Sydney-based online wine retailer Different Drop has a handful of lambrusco producers for sale.
"They are much more vinous and structured than what people knew of Italian lambrusco in the 1980s," says Different Drop co-founder Tom Hollings.
"That's a result of importers such as Giorgio de Maria, who has the Podere Sottoilnoce wines, improving the range of artisan examples rather than big company slosh."
Hollings and his team have also noticed an increased demand for chardonnay.
"Oakier chardys are definitely back in favour," he says. "People want flavour. The chardonnays from the 80s and 90s were really woody and lacked freshness, then they went the other way and became too anaemic with no oak and underripe fruit.
"People were trying to mimic chablis but we don't have the terroir for that."
While some customers collect wine from the Chablis region in France, and seek out the lean Tasmanian and upper Yarra Valley chardonnays, Hollings says the general punter just wants flavour, ideally in the $25 to $35 price range.
"Warmer climate things like Scarborough from Hunter Valley, Domaine Naturaliste from Margaret River and some of the cuddlier chardonnays from Beechworth and Yarra Valley. They're the type of wines people keep coming back to."
Hollings believes Australian chardonnay is currently in a great place.
"Chardonnay is more refined than it was decades ago," he says. "These days there's better understanding of when to pick fruit so it has ripeness, texture and freshness. Those are the ones people come back to."
Pernod Ricard's chief winemaker Dan Swincer agrees. "There will always be a few ABC [anything but chardonnay] drinkers out there but when people say they don't drink chardonnay it's usually because they still have the perception that it's all like it was in the 90s – over-oaked and creamy.
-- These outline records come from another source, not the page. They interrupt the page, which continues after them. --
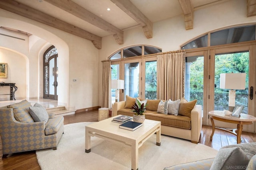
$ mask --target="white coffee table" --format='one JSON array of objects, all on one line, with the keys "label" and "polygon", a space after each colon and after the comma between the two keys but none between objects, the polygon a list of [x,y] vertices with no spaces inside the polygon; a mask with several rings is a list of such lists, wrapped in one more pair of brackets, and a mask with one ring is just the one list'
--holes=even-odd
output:
[{"label": "white coffee table", "polygon": [[161,122],[145,119],[142,127],[134,131],[120,128],[120,123],[112,122],[114,116],[91,124],[85,128],[85,152],[91,151],[91,137],[114,140],[130,146],[132,169],[138,169],[138,149],[154,133],[156,133],[156,145],[161,145]]}]

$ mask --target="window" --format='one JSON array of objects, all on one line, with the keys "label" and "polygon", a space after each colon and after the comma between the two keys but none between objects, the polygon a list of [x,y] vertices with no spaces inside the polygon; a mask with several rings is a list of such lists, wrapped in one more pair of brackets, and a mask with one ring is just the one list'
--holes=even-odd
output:
[{"label": "window", "polygon": [[[211,33],[182,46],[182,49],[192,49],[255,40],[255,25],[234,27]],[[210,44],[207,44],[210,39]]]},{"label": "window", "polygon": [[[120,93],[122,96],[120,96],[119,99],[125,100],[126,95],[132,97],[156,99],[156,54],[161,52],[162,49],[159,48],[139,45],[122,49],[109,57],[113,60],[112,79],[124,80],[124,93]],[[132,59],[132,57],[135,59]],[[117,62],[120,62],[120,65],[118,68],[115,68],[114,63]],[[117,74],[115,72],[118,72],[116,71],[118,69],[120,69],[120,75],[116,76]],[[112,91],[112,98],[115,96],[114,92]]]}]

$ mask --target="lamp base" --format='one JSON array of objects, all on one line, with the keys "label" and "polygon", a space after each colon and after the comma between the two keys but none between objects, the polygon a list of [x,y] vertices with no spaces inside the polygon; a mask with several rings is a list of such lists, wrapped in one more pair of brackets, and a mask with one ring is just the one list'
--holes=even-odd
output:
[{"label": "lamp base", "polygon": [[234,106],[228,106],[228,111],[231,112],[233,111],[234,110],[234,108],[235,108]]},{"label": "lamp base", "polygon": [[116,90],[116,102],[119,102],[119,90],[118,89]]}]

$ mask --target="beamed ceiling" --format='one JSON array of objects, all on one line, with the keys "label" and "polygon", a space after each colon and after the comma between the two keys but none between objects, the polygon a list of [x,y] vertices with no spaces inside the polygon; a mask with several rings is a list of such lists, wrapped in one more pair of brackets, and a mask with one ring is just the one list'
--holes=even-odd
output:
[{"label": "beamed ceiling", "polygon": [[[88,39],[100,49],[102,37],[112,35],[122,44],[124,31],[139,26],[150,38],[154,22],[180,15],[186,29],[192,29],[194,11],[228,0],[0,0],[0,8]],[[256,15],[256,0],[247,3],[247,17]]]}]

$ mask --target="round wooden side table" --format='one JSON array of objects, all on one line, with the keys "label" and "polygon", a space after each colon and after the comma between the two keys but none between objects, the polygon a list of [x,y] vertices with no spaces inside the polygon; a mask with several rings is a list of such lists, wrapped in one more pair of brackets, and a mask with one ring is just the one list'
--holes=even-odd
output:
[{"label": "round wooden side table", "polygon": [[[236,136],[237,143],[241,143],[241,134],[243,129],[244,125],[249,125],[252,124],[254,121],[256,121],[256,117],[251,115],[244,113],[241,113],[239,117],[237,117],[232,115],[228,116],[225,115],[224,111],[213,111],[209,112],[209,115],[211,118],[211,122],[212,126],[212,132],[210,137],[210,141],[212,141],[212,137],[214,133],[215,128],[220,129]],[[224,122],[231,123],[237,124],[237,129],[230,129],[221,128],[215,127],[214,120],[217,120]]]}]

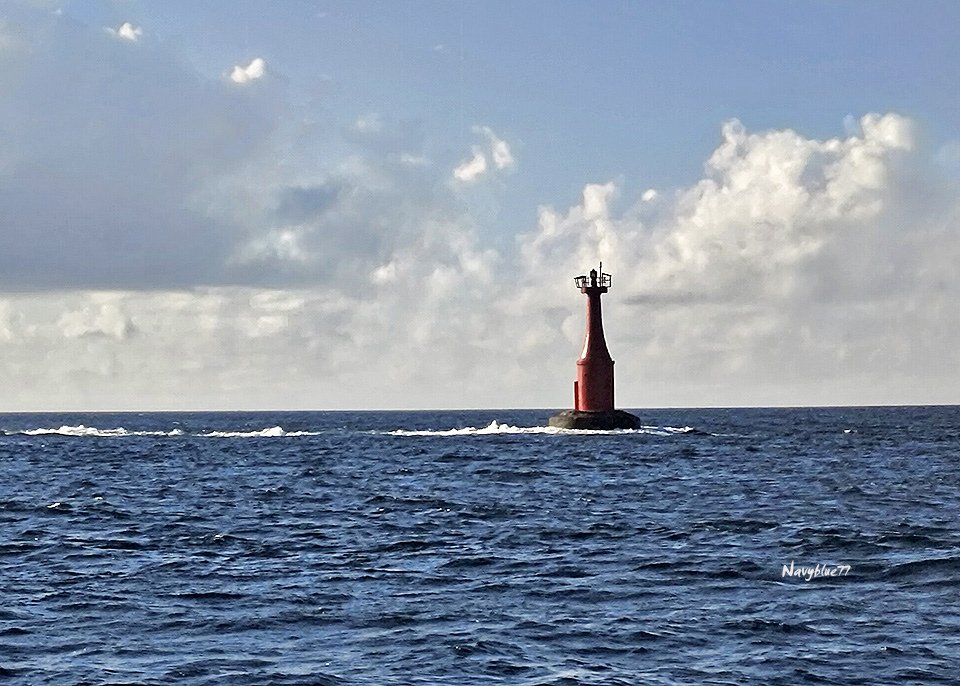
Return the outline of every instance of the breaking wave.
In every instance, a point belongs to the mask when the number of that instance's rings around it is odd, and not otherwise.
[[[653,436],[675,436],[677,434],[699,433],[690,426],[643,426],[639,429],[561,429],[556,426],[513,426],[493,420],[487,426],[467,426],[461,429],[446,430],[409,430],[395,429],[387,431],[390,436],[490,436],[503,434],[551,434],[581,436],[597,434],[603,436],[619,434],[649,434]]]
[[[78,424],[70,426],[64,424],[56,429],[38,428],[24,429],[21,431],[4,431],[7,436],[74,436],[78,438],[124,438],[129,436],[155,436],[155,437],[177,437],[177,436],[197,436],[201,438],[292,438],[297,436],[319,436],[318,431],[285,431],[283,427],[272,426],[265,429],[250,431],[202,431],[197,433],[188,433],[183,429],[171,429],[169,431],[134,431],[125,429],[122,426],[113,429],[99,429],[95,426],[84,426]]]

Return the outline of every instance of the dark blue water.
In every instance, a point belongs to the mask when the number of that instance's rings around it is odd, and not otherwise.
[[[960,408],[548,414],[0,415],[0,680],[960,679]]]

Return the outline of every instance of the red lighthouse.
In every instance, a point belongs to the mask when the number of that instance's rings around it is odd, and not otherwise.
[[[583,351],[577,360],[577,379],[573,382],[573,410],[550,418],[550,426],[567,429],[633,429],[640,419],[613,406],[613,358],[603,336],[603,312],[600,296],[610,290],[613,279],[600,269],[574,279],[587,296],[587,333]]]

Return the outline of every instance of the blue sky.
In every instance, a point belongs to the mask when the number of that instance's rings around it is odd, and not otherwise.
[[[599,259],[626,406],[958,402],[957,26],[0,3],[2,409],[563,406]]]

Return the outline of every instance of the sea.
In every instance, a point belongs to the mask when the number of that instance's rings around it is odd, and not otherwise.
[[[0,415],[0,683],[960,683],[960,408],[635,412]]]

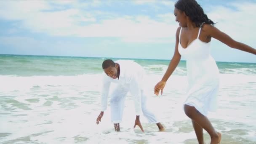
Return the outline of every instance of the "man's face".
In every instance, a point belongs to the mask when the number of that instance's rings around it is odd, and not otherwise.
[[[105,73],[109,77],[115,79],[117,77],[117,65],[116,64],[115,67],[109,67],[106,69],[103,69]]]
"Fashions change over time … but what we're seeing now is that balance between fruit, oak and malo [the malolactic fermentation process that produces an oil-like texture]. I see chardonnay as a winemaker's variety because you can do so many things with it."
For consumers such as Katie Clark, it's all good news. "I love lambrusco, oaky chardonnay, white zinfandel and anything a bit daggy," says the cellar hand and sales manager.
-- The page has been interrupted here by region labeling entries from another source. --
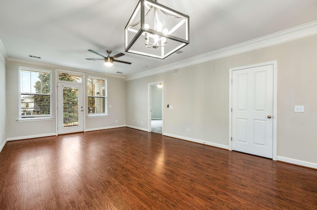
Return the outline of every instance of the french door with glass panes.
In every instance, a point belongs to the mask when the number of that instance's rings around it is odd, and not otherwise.
[[[83,85],[57,83],[57,133],[84,131]]]

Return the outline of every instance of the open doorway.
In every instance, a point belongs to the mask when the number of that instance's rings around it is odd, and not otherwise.
[[[163,82],[150,84],[149,131],[163,133]]]

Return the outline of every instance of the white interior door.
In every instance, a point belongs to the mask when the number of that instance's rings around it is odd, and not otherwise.
[[[83,85],[57,83],[57,133],[84,131]]]
[[[232,71],[232,150],[273,157],[273,65]]]

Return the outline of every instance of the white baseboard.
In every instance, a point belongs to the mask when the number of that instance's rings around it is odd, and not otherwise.
[[[45,133],[43,134],[32,135],[32,136],[19,136],[18,137],[8,138],[7,141],[22,140],[23,139],[33,139],[34,138],[46,137],[47,136],[56,136],[56,133]]]
[[[295,164],[295,165],[302,165],[303,166],[317,169],[317,163],[314,162],[307,162],[306,161],[292,159],[291,158],[282,157],[281,156],[277,156],[277,160],[282,162],[288,162],[289,163]]]
[[[1,153],[1,151],[2,151],[2,149],[3,149],[3,147],[4,147],[4,145],[5,145],[6,143],[6,139],[4,140],[3,143],[0,146],[0,153]]]
[[[192,139],[191,138],[185,137],[181,136],[178,136],[177,135],[171,134],[167,133],[163,133],[163,135],[169,136],[170,137],[176,138],[180,139],[183,139],[184,140],[189,141],[190,142],[193,142],[197,143],[205,144],[207,145],[211,146],[212,147],[218,147],[219,148],[224,149],[226,150],[229,150],[229,146],[227,145],[214,143],[212,142],[207,142],[206,141],[203,141],[203,140],[200,140],[198,139]]]
[[[132,125],[125,125],[125,127],[127,127],[128,128],[134,128],[137,130],[140,130],[143,131],[149,132],[149,129],[147,129],[146,128],[140,128],[139,127],[133,126]]]
[[[85,131],[98,131],[100,130],[106,130],[110,129],[111,128],[122,128],[122,127],[125,127],[125,125],[115,125],[113,126],[103,127],[101,128],[88,128],[87,129],[85,129]]]

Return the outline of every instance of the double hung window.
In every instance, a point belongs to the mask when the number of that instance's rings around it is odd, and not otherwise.
[[[88,77],[88,116],[107,115],[107,80]]]
[[[19,67],[19,119],[52,118],[52,71]]]

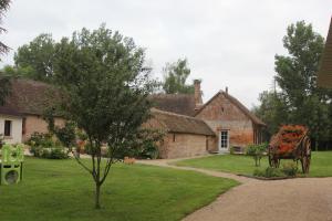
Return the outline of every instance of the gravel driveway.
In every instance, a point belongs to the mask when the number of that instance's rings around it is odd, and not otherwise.
[[[185,221],[332,221],[332,178],[261,181],[225,172],[169,166],[169,160],[141,162],[196,170],[242,182],[186,217]]]

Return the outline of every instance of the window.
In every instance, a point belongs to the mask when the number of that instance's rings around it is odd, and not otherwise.
[[[228,147],[228,130],[220,131],[220,148]]]
[[[11,136],[11,120],[4,120],[4,136]]]

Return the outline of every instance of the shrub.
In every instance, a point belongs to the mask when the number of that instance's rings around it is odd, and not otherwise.
[[[253,176],[256,176],[256,177],[266,177],[266,171],[261,170],[261,169],[256,169],[253,171]]]
[[[246,155],[252,156],[255,159],[255,166],[260,166],[260,159],[262,158],[263,154],[266,152],[268,147],[267,143],[260,145],[249,145],[246,149]]]
[[[4,145],[3,135],[0,134],[0,149],[2,148],[3,145]]]
[[[34,157],[46,159],[66,159],[68,150],[56,141],[53,141],[52,135],[34,133],[27,143]]]
[[[272,177],[284,177],[282,171],[279,168],[268,167],[264,170],[256,169],[253,171],[253,176],[256,177],[266,177],[266,178],[272,178]]]
[[[289,177],[297,176],[298,170],[298,165],[295,162],[286,162],[282,165],[282,172]]]
[[[282,171],[279,168],[274,168],[274,167],[268,167],[266,169],[266,176],[267,178],[271,178],[271,177],[284,177],[284,175],[282,173]]]
[[[230,146],[230,148],[229,148],[229,154],[230,154],[230,155],[234,155],[235,151],[236,151],[235,147],[234,147],[234,146]]]

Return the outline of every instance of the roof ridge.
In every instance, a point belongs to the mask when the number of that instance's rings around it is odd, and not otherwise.
[[[166,110],[158,109],[156,107],[153,107],[152,112],[157,112],[157,113],[160,113],[160,114],[167,114],[167,115],[172,115],[172,116],[178,116],[178,117],[184,117],[184,118],[188,118],[188,119],[195,119],[195,120],[204,122],[203,119],[199,119],[199,118],[196,118],[196,117],[181,115],[181,114],[176,114],[174,112],[166,112]]]

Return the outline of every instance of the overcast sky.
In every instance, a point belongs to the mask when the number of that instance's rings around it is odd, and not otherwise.
[[[58,40],[105,22],[146,49],[156,77],[166,62],[187,57],[188,83],[203,80],[204,101],[228,86],[251,108],[272,85],[287,25],[304,20],[325,38],[331,15],[332,0],[12,0],[0,38],[13,50],[0,66],[40,33]]]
"There's definitely a nostalgic element to it. They evoke memories of being younger and having fun on what were often sickly sweet beverages. They were usually the first thing you pinched from your parents' drinks cupboard, but now they're made in a more conscious way and are delicious."
The West Coast Cooler is an iconic example of the cyclical nature of booze. The mix of white wine, sparkling water, and fruit flavours launched in 1984 and led the way in what is now a booming ready-to-drink (RTD) market.
"It launched at a time when things like wine-based coolers were starting to become popular," says Pernod Ricard Winemakers chief marketing officer Eric Thomson. "West Coast Coolers went out of fashion for a while but we've always had a really loyal customer base. The drink has always been around but they skipped a generation."
Pernod Ricard relaunched the classic bottled beverage in March, adding two hard seltzer versions (lime and mango flavoured) to the line. The lower-alcohol options have been a hit with Gen-Z drinkers.
"RTDs fit perfectly with the Australian lifestyle because the format is super outdoorsy and refreshing," Thomson says. "Like anything, trends come and go. Great things always seem to come back into fashion and RTDs and ready to drink beverages are more popular with young people than ever."